Surrogate key is term mostly used in data warehouse environments. We might not come by this term in application production databases simply because there is no need to generate these keys.
We can do just fine with primary keys. It is much needed to create surrogate keys in data warehouses for many reasons, read further.
What is Surrogate Key?
Surrogate keys are primary and foreign keys generated on the data warehouse level instead of being taken out of the source system (business key). Primary (business) key on the source can be e.g. customer number, number of order or product etc.
There are many options how to generate surrogate key:
- IDENTITY – option where the key is generated automatically. It is numeric format starting from zero. Data types can be INTEGER (TINYINT, SMALLINT, INT, BIGINT) or NUMERIC, respectively DECIMAL
- SEQUENCE – another way of generating primary/surrogate key is by creating sequence-type object in a database. As with IDENTITY, SEQUENCE can use data type INT, NUMERIC or DECIMAL. This type opf object can provide sequential numbers on demand.
- NONSEQUENTIAL GRID – yet another option is to generate unique identifier of nonsequential GUID type of UNIQUEIDENTIFIER data type using function NEWID()
- SEQUENTIAL GUID – sequential GUID can be generated using T-SQL function NEWSEQUENTIALID()
- Other solution – last possible way is to use some primary key generator or create your own logic
Why is it useful to use surrogate keys in data warehouse?
1) Surrogate keys are independent on changes in source systems
When building a data warehouse it is good to know that it is long-term and strategical matter. It can and most probably will overpass lifetime of some source system. It is also not good to create dependencies between data warehouse and primary system.
2) Surrogate keys have lower storage requirements
Regarding surogate keys, I mostly use IDENTITY AND SEQUENCE. I am not a fan of GUID surrogate keys for performance reasons:
- UNIQUEIDENTIFIER = 16 bytes
- INT = 4 bytes
- BIGINT = 8 bytes
3) JOIN optimization using surrogate keys
It is crucial for data warehouse to have their architecture optimized mainly for queries. We use multiple techniques as schematic type to achieve that: (star scheme, snowflake scheme), structure of fact and dimensional tables etc. One of the influencers of data warehouse performance is also structure of referential integrity – e.g. primary and foreign keys. Surrogate keys of IDENTITY AND SEQUENCE type are extremely worth using.

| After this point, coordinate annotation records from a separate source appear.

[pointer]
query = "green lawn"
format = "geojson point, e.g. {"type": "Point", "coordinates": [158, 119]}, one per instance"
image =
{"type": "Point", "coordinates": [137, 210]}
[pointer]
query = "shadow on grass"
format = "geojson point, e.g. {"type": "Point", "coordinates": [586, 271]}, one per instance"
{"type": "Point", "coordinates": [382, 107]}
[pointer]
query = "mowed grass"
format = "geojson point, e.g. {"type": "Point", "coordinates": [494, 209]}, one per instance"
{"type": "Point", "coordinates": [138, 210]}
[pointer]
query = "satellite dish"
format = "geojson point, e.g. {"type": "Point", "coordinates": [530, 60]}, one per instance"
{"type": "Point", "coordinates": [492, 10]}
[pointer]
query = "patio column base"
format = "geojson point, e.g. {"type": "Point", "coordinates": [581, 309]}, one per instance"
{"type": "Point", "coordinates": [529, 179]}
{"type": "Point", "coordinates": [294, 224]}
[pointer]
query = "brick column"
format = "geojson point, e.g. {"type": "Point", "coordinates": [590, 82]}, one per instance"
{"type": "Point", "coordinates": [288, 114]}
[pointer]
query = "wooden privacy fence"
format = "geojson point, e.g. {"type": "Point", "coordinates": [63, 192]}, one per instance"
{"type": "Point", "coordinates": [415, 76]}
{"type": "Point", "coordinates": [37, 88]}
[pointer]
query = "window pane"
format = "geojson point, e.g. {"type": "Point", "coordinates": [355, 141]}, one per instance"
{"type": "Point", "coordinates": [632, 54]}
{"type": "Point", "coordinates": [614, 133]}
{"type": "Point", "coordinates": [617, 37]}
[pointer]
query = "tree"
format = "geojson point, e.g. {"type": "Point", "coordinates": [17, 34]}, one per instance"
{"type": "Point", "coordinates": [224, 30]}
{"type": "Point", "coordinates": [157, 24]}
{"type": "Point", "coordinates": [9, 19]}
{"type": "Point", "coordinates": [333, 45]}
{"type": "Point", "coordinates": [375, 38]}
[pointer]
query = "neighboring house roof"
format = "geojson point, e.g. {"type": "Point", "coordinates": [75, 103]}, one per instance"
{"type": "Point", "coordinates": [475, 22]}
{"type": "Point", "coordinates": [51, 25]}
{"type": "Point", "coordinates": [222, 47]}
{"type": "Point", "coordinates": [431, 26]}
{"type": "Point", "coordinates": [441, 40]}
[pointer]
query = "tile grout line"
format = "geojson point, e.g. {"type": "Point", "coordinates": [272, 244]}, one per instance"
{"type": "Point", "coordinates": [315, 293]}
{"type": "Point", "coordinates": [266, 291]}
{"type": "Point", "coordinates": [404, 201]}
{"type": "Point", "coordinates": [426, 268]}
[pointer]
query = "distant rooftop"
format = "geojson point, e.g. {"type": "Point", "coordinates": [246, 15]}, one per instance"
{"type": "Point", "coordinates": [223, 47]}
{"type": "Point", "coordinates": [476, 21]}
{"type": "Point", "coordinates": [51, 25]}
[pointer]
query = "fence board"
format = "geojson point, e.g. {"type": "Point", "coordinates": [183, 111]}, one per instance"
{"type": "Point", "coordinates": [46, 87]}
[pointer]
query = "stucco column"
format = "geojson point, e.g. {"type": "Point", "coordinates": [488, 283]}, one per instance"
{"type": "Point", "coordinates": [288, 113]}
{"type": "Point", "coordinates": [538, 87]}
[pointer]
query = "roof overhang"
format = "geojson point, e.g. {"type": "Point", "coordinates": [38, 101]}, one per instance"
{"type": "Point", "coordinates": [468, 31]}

4) Possibility of using SCD (Slowly changing dimensions)
If we use natural or business key from primary system as a primary key we complicate possibility of record historization application = application SCD (type 2 and higher), so-called slowly changing dimension. The principle of historization is creation of a new record in data wareouse in case when change of some attribute is made on the source system.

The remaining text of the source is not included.